A short-term fly in the ointment may be the desire to race hybrids. While that poses some exciting new technical developments including the flywheel technology to be employed by Porsche GT3 R Hybrid at the Nurburgring's 24-hour in May, in the short term the issue of creating an equivalency formula for prototypes is very thorny.

If, for example, Porsche arrives with a prototype using flywheel technology, all-wheel drive and electric motors at the front wheels, how can that be equated to, say, an Audi running on diesel? Or a prototype powered by a V-12 Aston-Martin running on standard fuel?

Peugeot already has a diesel hybrid under development with KERS technology presumably using a battery and not a flywheel. "Everybody believes the other has an advantage," said Atherton of the task facing the ACO when it comes to creating rules for the hybrids.

But the ACO is dedicated to sorting out the new technology going forward just as it did with diesel race cars. In the short term, that could benefit the ALMS, where manufacturers can demonstrate their technology before it's considered worthy for the ACO rule book. Only time will tell if the ACO is ready to fully incorporate the game-changing technology for 2011 -- or perhaps a year later.

"The ACO have said that if a hybrid presents itself, it would run classified," said Atherton. "Where last year they said they would allow cars but they would be unclassified. I think that is one of the categories where, I'm going to go way out on a limb here, the future rules and regulations for both prototypes and GT is worthy of much greater thought and discussion before the pen is put to paper."

In the short term, look for Porsche's GT3 R Hybrid to participate in demonstrations in the ALMS before the year is out. (Atherton declined comment on this subject, but it seems like a very logical progression for Porsche to pursue in light of the ACO's concerns about regulating hybrids.)

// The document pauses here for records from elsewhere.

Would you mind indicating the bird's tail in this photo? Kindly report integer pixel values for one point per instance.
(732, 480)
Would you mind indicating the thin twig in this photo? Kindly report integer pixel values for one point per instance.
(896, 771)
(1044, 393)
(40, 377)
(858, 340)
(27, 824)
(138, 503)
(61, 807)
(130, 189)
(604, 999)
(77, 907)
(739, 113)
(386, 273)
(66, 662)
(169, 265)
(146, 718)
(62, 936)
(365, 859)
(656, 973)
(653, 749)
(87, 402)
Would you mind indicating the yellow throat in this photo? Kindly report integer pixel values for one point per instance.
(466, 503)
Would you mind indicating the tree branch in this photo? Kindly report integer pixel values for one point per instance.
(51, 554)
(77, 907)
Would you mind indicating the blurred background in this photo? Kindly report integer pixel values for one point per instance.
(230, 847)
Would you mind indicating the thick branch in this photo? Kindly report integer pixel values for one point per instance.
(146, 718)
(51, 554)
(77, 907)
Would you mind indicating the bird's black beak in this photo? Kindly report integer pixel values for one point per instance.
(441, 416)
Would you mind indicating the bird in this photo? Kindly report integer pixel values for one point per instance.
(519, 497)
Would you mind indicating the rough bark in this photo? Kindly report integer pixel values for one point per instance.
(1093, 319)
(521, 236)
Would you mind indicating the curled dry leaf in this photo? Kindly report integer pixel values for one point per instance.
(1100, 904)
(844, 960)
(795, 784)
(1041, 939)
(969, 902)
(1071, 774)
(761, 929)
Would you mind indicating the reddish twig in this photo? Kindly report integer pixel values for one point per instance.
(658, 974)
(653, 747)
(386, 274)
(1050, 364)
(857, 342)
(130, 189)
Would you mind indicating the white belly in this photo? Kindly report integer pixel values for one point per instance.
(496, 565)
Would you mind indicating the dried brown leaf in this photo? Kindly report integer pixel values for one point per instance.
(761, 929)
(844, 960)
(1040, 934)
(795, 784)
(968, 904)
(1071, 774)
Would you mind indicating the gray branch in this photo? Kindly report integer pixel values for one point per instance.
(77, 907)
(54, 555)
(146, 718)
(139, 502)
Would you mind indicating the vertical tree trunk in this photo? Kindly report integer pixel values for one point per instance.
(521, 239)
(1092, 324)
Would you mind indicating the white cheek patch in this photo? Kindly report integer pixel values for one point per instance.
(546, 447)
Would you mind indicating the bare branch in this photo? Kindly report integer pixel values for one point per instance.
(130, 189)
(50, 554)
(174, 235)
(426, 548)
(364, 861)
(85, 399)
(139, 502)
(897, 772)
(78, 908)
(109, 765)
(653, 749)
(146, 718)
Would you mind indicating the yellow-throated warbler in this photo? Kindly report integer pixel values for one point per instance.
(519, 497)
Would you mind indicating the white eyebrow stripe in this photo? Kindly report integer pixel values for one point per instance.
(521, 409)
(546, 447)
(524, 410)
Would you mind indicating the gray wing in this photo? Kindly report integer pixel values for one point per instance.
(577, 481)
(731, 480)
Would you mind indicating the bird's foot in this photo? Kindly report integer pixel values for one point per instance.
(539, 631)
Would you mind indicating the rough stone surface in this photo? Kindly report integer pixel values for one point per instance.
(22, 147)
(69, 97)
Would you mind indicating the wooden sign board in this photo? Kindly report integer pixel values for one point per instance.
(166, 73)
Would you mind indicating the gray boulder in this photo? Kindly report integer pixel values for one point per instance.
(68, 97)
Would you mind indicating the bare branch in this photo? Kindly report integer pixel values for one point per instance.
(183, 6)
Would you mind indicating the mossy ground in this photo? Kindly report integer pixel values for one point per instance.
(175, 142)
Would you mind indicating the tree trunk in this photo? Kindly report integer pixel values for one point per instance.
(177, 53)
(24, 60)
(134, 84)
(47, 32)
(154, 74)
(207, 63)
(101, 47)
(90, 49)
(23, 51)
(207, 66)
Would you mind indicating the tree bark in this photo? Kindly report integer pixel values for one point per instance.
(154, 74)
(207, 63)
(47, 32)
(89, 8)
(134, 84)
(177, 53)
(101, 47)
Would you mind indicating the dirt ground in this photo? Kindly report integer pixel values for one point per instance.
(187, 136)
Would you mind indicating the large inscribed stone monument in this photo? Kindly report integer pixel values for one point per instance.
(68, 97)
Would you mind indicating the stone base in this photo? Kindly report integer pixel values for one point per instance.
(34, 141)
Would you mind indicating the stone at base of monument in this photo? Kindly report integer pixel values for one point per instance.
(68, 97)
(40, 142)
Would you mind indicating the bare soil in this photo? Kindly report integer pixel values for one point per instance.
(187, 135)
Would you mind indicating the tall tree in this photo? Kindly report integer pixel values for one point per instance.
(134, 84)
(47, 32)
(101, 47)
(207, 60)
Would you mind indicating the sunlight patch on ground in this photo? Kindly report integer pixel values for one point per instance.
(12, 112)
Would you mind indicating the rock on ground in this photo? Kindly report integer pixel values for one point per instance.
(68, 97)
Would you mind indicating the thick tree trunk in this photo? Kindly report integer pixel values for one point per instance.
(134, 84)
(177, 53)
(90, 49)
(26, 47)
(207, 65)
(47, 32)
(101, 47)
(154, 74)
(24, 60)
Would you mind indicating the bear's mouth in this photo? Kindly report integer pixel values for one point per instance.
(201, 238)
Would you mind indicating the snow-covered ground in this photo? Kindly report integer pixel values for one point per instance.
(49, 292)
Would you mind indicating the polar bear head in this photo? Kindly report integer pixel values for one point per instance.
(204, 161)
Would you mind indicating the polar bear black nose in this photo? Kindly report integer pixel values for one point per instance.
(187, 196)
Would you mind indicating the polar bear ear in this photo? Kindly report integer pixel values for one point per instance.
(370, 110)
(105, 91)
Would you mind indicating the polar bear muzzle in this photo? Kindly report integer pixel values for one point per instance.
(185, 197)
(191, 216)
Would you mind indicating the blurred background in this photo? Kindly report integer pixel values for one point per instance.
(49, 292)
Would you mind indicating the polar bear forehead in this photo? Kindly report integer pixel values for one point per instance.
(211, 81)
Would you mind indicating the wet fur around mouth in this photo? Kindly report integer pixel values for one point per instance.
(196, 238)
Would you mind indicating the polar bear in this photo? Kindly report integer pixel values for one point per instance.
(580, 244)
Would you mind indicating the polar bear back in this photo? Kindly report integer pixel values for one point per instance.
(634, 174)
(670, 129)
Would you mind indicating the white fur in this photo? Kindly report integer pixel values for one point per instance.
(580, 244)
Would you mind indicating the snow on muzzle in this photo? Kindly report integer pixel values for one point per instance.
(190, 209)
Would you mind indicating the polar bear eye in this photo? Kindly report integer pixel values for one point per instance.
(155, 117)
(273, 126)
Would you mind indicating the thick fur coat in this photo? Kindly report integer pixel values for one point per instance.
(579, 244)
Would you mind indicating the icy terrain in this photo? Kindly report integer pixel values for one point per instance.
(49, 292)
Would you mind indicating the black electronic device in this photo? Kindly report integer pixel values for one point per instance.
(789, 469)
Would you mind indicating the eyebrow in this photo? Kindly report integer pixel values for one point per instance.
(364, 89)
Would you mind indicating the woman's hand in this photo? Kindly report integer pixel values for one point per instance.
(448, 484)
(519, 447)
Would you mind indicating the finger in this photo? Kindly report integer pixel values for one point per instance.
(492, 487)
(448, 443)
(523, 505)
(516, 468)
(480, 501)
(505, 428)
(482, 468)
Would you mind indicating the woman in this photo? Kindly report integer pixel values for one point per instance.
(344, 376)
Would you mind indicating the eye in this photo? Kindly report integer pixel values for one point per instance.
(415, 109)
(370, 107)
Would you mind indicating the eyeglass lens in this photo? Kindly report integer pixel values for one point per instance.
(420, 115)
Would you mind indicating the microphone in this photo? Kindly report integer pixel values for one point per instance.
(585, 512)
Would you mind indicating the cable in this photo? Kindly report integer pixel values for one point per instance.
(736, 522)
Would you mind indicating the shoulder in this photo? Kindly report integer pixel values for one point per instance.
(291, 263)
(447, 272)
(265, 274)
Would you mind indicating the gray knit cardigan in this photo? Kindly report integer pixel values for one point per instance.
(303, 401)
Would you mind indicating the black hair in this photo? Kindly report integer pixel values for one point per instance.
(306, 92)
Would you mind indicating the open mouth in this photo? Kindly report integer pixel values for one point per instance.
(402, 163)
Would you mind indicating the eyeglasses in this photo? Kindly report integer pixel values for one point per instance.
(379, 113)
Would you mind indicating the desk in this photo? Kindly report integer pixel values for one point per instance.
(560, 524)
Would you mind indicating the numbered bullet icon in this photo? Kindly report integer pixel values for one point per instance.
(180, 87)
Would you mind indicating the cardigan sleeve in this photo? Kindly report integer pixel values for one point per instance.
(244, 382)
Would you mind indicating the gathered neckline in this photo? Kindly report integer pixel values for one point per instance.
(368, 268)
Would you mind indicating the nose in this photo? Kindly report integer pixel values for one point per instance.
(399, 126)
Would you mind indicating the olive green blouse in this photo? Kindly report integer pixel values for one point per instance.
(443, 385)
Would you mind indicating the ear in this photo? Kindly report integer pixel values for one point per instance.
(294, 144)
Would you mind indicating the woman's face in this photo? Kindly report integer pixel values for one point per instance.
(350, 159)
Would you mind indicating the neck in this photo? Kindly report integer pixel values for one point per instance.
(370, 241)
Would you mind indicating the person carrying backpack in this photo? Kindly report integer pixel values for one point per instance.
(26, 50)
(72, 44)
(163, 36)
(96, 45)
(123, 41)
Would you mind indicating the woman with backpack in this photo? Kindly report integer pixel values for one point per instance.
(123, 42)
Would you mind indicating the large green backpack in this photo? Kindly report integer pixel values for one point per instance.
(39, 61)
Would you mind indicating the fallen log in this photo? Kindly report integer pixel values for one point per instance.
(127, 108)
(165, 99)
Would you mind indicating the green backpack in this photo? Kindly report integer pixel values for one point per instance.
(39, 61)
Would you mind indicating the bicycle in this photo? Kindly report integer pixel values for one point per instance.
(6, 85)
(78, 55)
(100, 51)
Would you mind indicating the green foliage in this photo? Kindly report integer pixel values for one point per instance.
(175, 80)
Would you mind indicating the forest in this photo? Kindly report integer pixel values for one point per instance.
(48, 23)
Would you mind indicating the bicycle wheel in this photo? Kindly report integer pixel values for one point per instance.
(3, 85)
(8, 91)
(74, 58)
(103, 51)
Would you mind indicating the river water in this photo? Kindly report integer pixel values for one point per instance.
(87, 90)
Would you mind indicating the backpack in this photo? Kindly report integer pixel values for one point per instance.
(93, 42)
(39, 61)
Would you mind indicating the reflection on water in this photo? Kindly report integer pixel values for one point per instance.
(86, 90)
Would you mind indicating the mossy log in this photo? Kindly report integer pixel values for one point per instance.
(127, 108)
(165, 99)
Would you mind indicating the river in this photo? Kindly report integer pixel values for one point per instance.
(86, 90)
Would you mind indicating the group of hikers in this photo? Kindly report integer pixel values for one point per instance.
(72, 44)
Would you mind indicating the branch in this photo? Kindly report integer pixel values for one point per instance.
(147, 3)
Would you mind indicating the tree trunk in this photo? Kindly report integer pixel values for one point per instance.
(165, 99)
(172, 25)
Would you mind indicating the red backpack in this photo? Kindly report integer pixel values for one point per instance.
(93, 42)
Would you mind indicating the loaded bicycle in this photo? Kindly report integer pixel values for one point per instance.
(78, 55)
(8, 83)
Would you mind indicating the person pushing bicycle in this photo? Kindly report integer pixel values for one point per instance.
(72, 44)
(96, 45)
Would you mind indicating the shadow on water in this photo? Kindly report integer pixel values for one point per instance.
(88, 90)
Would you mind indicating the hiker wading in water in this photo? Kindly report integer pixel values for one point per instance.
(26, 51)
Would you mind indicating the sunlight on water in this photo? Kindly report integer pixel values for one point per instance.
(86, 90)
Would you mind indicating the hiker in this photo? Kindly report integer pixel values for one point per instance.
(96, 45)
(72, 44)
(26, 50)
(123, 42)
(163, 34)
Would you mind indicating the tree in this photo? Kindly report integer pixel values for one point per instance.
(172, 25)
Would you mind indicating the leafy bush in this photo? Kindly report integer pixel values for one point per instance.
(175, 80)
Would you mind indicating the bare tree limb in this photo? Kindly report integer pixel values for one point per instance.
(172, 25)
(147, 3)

In any event, the GT category is stronger than ever in the ALMS due to the factory battle between Porsche, Ferrari, BMW, Corvette, Jaguar and Ford.

Also, in a clever re-arrangement of its brand as a technology battleground for manufacturers, the ALMS will have two spec classes run for the full season: the all-new LMP Challenge cars built by Oreca and the GT Challenge for Porsche GT3 Cup cars. These categories provide stepping stones for team owners and drivers looking to move up to the full-blown professional ranks -- and they generate more entries.

In addition, the ALMS has entire series of stepping stone categories. "When you talk about the health of where we are as a company," said Atherton, "we've got 30 IMSA Lites cars and 38 Patron (Porsche) GT3 cars entered for Sebring, both records. (That's) largely because both of these categories have demonstrated a clear ladder to bigger and better and a tremendous value for participants. TV, part of the big show, autograph sessions, we're treating these guys like young, up and coming professionals."

With relatively strong entry list, a presenting sponsor in the form of Tequila Patron, a modest battle in LMP, an incredible war in GT and the green wave at its back (including the already established use of biofuels), the ALMS is doing fairly well for a series in a transition year.